# Does the new HSS724 have enough power?



## cbnsoul

Ever since I heard the new 2 stage Hondas were being released this Fall, I have been intent on getting one. Looking at the specs that have leaked out so far (Honda HSS724AATD 24 Inch 196cc Two Stage Snow Blower, Electric Start), it looks as if the new HSS724 will have the same GX200 engine as the current HS724. 

I am hoping some folks out there with the current model will chime in to say whether or not they felt their HS724 had enough power to get them through most situations. I could pay a bit more to go up to the HSS928 with the GX270, but, of course, it is handling more snow at a time with the wider width of the intake, so I don't know if that helps a whole lot. The Ariens 24 SHO is going to be up to 369 cc this year. In addition, the hydro-pro models, on par price-wise with the Hondas, have 420 cc engines. Just don't want to spend over 2 grand only to wish the blower was more powerful.


----------



## yarcraftman

I purchased the old model in the fall of 2014 of the HS724. 
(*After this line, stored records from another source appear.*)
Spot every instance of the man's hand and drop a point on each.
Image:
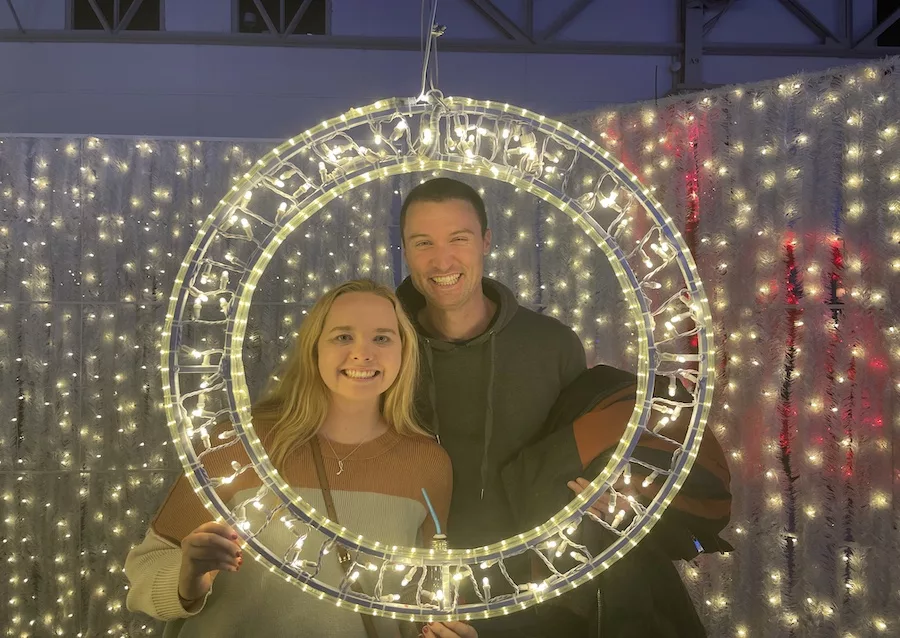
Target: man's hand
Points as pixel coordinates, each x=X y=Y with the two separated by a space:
x=453 y=629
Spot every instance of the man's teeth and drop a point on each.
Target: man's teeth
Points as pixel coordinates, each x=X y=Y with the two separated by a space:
x=359 y=374
x=446 y=280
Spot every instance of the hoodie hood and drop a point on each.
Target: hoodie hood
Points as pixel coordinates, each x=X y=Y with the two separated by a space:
x=413 y=301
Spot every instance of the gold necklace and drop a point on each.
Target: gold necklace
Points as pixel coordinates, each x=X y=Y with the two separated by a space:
x=341 y=460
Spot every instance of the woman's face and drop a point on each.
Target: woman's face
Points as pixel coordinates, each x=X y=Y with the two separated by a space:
x=360 y=348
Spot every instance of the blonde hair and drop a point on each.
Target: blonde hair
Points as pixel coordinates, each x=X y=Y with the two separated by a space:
x=297 y=398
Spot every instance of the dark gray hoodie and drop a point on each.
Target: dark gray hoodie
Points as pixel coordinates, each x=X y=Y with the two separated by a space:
x=487 y=398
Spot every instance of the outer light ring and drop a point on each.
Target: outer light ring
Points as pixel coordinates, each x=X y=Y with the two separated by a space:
x=232 y=369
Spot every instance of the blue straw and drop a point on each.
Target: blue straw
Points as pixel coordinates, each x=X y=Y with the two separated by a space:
x=437 y=523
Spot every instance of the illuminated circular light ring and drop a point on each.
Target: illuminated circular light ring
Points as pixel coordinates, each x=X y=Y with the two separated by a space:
x=476 y=152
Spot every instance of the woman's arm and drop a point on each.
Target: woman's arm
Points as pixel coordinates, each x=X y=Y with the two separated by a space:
x=153 y=568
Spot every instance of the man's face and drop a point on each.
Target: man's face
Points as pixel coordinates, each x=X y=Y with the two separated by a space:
x=445 y=251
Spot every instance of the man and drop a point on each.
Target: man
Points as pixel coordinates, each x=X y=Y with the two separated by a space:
x=491 y=372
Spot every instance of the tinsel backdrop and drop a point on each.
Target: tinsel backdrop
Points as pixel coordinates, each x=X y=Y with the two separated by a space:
x=788 y=193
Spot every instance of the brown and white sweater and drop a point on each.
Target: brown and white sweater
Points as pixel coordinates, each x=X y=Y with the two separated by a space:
x=378 y=495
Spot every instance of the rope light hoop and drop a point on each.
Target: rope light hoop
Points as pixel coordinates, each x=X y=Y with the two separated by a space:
x=203 y=376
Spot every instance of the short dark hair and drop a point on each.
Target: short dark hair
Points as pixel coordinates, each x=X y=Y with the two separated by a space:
x=441 y=189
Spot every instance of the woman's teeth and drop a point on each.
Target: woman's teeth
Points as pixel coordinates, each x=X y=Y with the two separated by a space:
x=446 y=280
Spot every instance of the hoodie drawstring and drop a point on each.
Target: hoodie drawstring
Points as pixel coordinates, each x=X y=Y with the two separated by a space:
x=488 y=414
x=489 y=409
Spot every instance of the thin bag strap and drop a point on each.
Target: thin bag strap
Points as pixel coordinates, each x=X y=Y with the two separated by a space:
x=343 y=554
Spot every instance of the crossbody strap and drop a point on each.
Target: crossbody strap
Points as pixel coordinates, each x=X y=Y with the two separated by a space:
x=343 y=554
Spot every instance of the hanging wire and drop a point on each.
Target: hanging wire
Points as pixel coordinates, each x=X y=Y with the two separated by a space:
x=430 y=43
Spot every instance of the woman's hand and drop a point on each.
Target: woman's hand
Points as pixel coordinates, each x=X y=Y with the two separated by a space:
x=453 y=629
x=210 y=548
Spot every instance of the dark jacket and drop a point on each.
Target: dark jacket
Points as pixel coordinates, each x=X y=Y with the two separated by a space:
x=486 y=399
x=642 y=594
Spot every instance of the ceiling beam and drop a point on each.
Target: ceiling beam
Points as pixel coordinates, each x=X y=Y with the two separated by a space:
x=102 y=18
x=500 y=20
x=15 y=16
x=563 y=20
x=297 y=17
x=126 y=19
x=811 y=21
x=661 y=49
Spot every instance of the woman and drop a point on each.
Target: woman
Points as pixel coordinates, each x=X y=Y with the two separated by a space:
x=346 y=393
I can tell you that we hada 17" snowfall that I waited to stop and use my machine to see it's abilities. I did not barrel through it super fast but the machine was able to handle it just fine. I would imagine 17" is a lot of snow for any machine. It still through this medium wet snow 30+ feet with no issues.

I was very impressed with it's performance. If it were me I would look for the older version of the machine. But that is just my opinion. I like the old worm gear style crank for the chute and less bells and whistles. In my opinion the more simple it is the less stuff there is to break.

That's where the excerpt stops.